The particle horizon: The full extent of the observable universe is bounded by the particle horizon, which is the region from which light has had time to reach us since the beginning of the universe, taking into account its expansion. The particle horizon has a radius of 46.5 billion light-years, so the observable universe is 93 billion light-years across.
The famous cosmic microwave background is at the particle horizon, and its light has taken 13.8 billion years to reach us (the fact that it consists of microwaves is an extreme version of redshifting). In the jargon, the proper distance (the actual distance not taking into account the expansion of the universe) is 46.5 billion light-years but the comoving distance (taking account of expansion) is 13.8 billion years.
The particle horizon limits how far in distance we can observe, while the Hubble sphere limits how far back in time we can observe. We could never see objects outside the Hubble sphere as they are now, no matter how long we waited. Moreover, just as light can get caught in the Hubble sphere, the expansion of space can push light out of it. Every second, 20,000 stars become newly unobservable from Earth. In a few billion years, the observable universe will consist of only our Local Group of a few dozen galaxies. Future astronomers would gaze upon a barren universe.
Thanks to Gytis Daujotas for reading a draft of this post.
Another good resource on this, which distinguishes the affectable universe, the observable universe, the eventually observable universe, and the ultimately observable universe: The Edges of Our Universe by Toby Ord.
I'm embarrassed to admit I don't quite get what comoving vs proper distance is. Can you explain?
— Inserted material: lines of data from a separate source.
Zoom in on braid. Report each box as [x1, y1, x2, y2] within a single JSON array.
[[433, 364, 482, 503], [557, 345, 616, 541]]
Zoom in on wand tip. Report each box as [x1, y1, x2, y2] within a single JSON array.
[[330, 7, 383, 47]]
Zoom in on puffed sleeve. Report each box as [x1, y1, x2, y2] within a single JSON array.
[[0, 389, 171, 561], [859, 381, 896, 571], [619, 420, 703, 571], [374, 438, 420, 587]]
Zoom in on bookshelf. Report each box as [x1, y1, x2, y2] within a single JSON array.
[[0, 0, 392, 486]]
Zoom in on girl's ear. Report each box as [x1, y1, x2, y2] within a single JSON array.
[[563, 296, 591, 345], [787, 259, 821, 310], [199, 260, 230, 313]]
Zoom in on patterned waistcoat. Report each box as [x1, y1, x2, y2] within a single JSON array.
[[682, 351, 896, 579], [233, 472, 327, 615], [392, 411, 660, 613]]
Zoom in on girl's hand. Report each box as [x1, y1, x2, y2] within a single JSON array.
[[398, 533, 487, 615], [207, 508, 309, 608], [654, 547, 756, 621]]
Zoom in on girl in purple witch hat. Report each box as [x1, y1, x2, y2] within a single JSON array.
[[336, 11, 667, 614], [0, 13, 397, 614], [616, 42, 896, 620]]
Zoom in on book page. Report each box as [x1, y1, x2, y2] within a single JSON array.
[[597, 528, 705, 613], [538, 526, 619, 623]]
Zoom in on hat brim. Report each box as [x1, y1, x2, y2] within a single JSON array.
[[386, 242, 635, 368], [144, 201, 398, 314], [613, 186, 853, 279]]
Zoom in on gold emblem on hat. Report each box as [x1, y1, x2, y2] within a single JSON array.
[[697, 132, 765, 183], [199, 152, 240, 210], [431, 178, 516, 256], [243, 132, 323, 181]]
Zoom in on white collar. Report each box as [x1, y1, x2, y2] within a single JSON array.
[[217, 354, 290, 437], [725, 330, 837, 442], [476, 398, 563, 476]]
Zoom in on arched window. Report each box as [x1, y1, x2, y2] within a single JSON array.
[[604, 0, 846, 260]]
I think this explanation is good: https://en.wikipedia.org/wiki/Comoving_and_proper_distances#Uses_of_the_proper_distance
Comoving means the reference frame follows the particle itself (as opposed to us, the source, etc). Space is expanding behind the photon in addition to in front of it and it has to travel a long time to reach us. This makes us get different answers if we ask "how far is it between the object that emitted this photon and us today (proper distance)" vs asking "how long/far has the photon traveled(comoving distance)". For photons the comoving distance (ly) is identical to time of flight (yr).
I belive astronomy's use of "comoving" is slightly different from the special relativity meaning and astronomers ignore the time dialation and length contraction effects. So the frame follows the particle for the purposes of expansion but is still in our/the observers frame as far as time, length, velocity etc.
Nice to see some astronomy/cosmology post here. I quickly added the tag astronomy.
In 1929, Edwin Hubble discovered that the universe is expanding.
It appears to be expanding. While the consensus is that it does expand, there are quite a few unexplained details and alternative hypotheses about that.